おおまかに言えば、UDPはパケットがちゃんと届いたかどうかをあまり気にせずどんどん投げつけるプロトコルで、TCPはパケットが失われず順番通りに届くことが保証されたプロトコルです。
それぞれの特徴を生かして、UDPは動画送信のように通信内容が多少失われることを許容しつつ高速な通信を優先したいアプリケーションなどに使われ、TCPは文書のように内容が壊れると困るデータの転送などに使われてきました。
WebサーバとWebブラウザのあいだで通信を行うためのHTTPプロトコルは、当初からTCPを用いて通信を行っています。
しかしこのHTTPをより高速にやりとりしようと最適化とバージョンアップを重ねてくると、やがてHTTP自体の改善にとどまらず、TCPそのものの遅さを改善することが視野に入ってきました。
TCPはパケットが失われず、順番通りにきちんと届く信頼性の高い通信を実現してくれますが、それを実現するためのさまざまな仕組みが備わっているためにUDPと比べてオーバーヘッドの大きい、遅いプロトコルになっているのです。
そこで、UDPを基に、TCPのような信頼性を保ちつつもより高速な通信を実現しようとして開発されたのがQUICです。
もともとQUICの開発を始めたのはGoogleで、それを基にIETFが標準化を進めたのが、今回RFCとして標準となったQUICです。
QUICがどのようなプロトコルなのかは、別の記事「HTTP/3はどうやってWebを加速するか? TCP、TLS、HTTP/2の問題とHTTP/3での解決策~Fastly奥氏が解説」で詳しく紹介しているので、ぜひそちらをご覧いただくとして、ここではその記事からいくつかポイントの図を引用します。
QUICは、おおまかには下記のような構造になっています。
左が従来のHTTP/2、右がQUICを用いたHTTP/3です。
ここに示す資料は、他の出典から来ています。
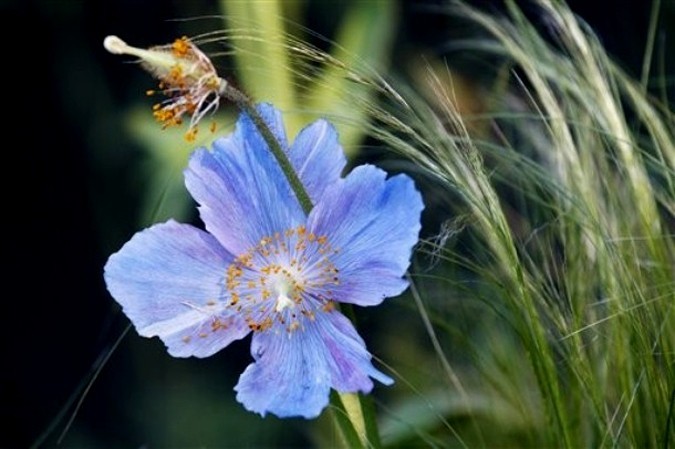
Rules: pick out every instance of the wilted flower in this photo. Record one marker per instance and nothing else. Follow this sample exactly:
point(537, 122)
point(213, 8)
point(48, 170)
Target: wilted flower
point(263, 266)
point(186, 76)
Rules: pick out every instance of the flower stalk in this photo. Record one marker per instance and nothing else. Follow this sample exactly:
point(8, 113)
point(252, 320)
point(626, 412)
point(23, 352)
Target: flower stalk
point(189, 80)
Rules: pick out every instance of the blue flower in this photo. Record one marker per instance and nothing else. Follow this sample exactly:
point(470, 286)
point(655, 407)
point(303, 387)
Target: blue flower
point(263, 266)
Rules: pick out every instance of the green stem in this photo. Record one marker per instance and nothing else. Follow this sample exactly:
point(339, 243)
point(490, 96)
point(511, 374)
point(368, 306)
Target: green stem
point(246, 105)
point(354, 413)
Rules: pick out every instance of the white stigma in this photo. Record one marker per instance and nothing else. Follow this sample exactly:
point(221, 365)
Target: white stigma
point(283, 300)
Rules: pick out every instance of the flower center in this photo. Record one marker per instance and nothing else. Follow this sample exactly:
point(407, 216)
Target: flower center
point(284, 280)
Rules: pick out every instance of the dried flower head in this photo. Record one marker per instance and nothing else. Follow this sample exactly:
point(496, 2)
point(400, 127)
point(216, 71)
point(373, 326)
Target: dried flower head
point(263, 266)
point(186, 77)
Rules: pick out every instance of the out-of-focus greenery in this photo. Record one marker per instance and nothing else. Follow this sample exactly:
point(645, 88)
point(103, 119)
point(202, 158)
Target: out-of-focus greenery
point(540, 313)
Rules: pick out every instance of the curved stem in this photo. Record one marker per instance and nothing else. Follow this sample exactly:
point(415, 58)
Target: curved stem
point(354, 413)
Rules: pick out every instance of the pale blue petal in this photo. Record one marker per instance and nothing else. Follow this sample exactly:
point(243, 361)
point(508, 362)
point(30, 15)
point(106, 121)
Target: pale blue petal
point(169, 281)
point(243, 194)
point(373, 223)
point(294, 371)
point(318, 158)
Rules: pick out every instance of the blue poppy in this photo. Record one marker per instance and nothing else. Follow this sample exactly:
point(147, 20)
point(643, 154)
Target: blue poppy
point(264, 267)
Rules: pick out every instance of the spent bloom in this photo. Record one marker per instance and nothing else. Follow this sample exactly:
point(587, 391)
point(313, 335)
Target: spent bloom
point(186, 77)
point(263, 266)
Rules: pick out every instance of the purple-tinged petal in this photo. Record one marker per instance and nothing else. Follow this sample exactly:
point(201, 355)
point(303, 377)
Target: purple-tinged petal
point(373, 224)
point(169, 281)
point(317, 157)
point(243, 194)
point(294, 371)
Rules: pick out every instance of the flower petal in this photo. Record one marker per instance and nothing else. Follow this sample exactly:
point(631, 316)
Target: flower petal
point(293, 372)
point(243, 194)
point(374, 223)
point(317, 157)
point(169, 281)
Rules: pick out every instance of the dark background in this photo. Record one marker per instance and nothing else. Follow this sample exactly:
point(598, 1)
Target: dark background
point(73, 196)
UDPを基にQUICが実装され、そのうえにHTTP/3が乗っていることが示されています。
そして次のような特徴を備えています。
QUICを用いたHTTP/3は、WebブラウザとWebサーバが対応すれば自動的に使われるため、ユーザーはHTTPのどのバージョンを利用しているかを気にすることはありません。
すでにGoogle Chromeのユーザーのうち、25%以上でHTTP/3が自動的に使われるようになっているそうです。今回、QUICの標準化が完了し、まもなくHTTP/3も標準化が完了する見通しで、今後さらにQUICとHTTP/3によるWebの進化は広がっていくことになるでしょう。